Discovery of A Rare Treasure, van Gogh: The Lost Arles Sketchbook
“The most revolutionary discovery in the entire history of van Gogh’s oeuvre” Ronald Pickvance
Join Bogomila Welsh-Ovcharov, Bernard Comment, Franck Baille, and Julian Schnabel for the only New York event celebrating the international publication of Vincent van Gogh: The Lost Arles Sketchbook, a collection of previously unknown drawings by Vincent van Gogh published for the first time simultaneously in France (Les Éditions du Seuil), the United States (Abrams), and several other countries.

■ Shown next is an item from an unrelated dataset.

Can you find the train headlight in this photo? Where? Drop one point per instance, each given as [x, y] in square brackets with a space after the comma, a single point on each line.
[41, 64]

Vincent van Gogh: The Lost Arles Sketchbook reproduces, for the first time, previously unknown drawings by the artist. Originated by Les Éditions du Seuil in Paris, this groundbreaking book will be published simultaneously in English, French, German, and Dutch, with several other languages to be published at a later date.
No other information on Vincent van Gogh: The Lost Arles Sketchbook will be disclosed until the international press conference, which will be held by Les Éditions du Seuil in Paris, on the publication date of the book, November 15.
This evening is co-organized with Abrams and Les Éditions du Seuil. In English. Free. No RSVP. Reception to follow graciously offered by French restaurant Gloo.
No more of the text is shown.